P@P: We know—in part from your February 2021 NCPH Instagram Takeover—that you’ve been writing and speaking lately about the history of women’s suffrage; what are you working on now?

RR: My history of women’s suffrage at Oberlin College was just published and I recently finished writing a piece about Shirley Graham Du Bois, who was the first Black woman to write, compose, and produce an opera with an entirely Black cast, as well as a history of a small village outside of Raleigh, North Carolina, that was founded by Black men and women after the Civil War. I am also working as a historical consultant for a long-term research and writing project at a museum affiliated with the National Park Service.

Rebekkah giving a talk about suffragist Lucy Stone at the National First Ladies’ Library in Canton, Ohio (in pre-pandemic times).
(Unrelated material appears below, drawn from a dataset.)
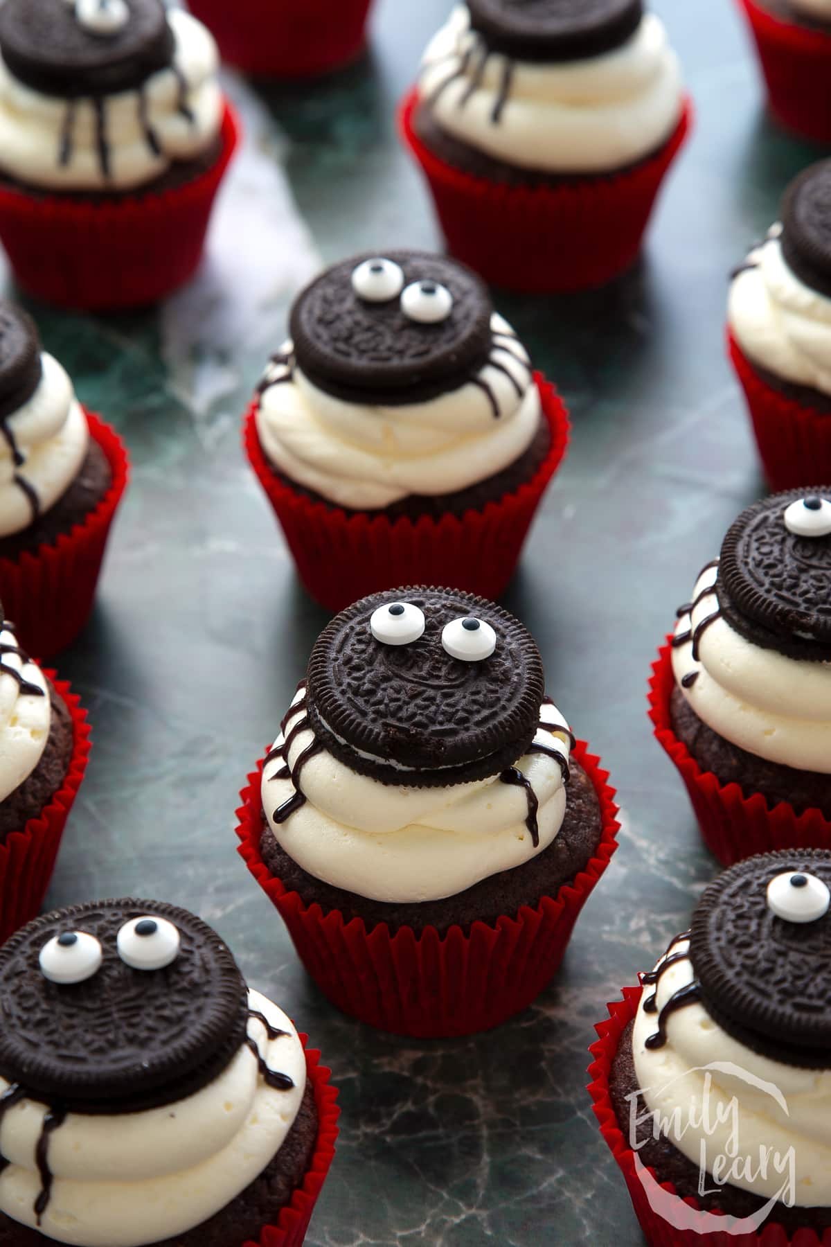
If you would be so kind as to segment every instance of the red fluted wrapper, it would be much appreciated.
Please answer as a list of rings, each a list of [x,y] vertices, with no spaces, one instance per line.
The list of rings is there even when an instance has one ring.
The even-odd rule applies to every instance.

P@P: It’s internship season here at UMass Public History, and your internship with Belt Magazine comes to mind. How did that experience prepare you for the work you’re doing now?  What advice might you have for students embarking on internships this year?

RR: My internship at Belt Magazine was crucial in helping me understand the skills involved in writing short-form popular history. If you can, choose an internship where you can get a feel for the work that you might want to do once you graduate. Because of advice I received from the 2016 Writer-in-Residence, Rebecca Onion, I knew that I wanted to spend my internship writing popular history. I was familiar with Belt Magazine’s work, and I emailed their publisher asking if they would host my internship. I’m so glad I did. Plus, I recommend staying in touch with your supervisors after your internship ends. Because the editor of Belt Magazine was familiar with my work, I was asked to write one of my favorite pieces to date, Oral Histories of the 1969 Cuyahoga River Fire, which was published in an anthology of Belt Magazine’s best writing of 2019.

Thanks, Rebekkah, for sharing these thoughts with P@P!  We’ll keep following along with you on Instagram, and hope you’ll stay in touch, too!

Photo of the recent issue of The Public Historian featuring Rebekkah’s suffragist American Girl Dolls.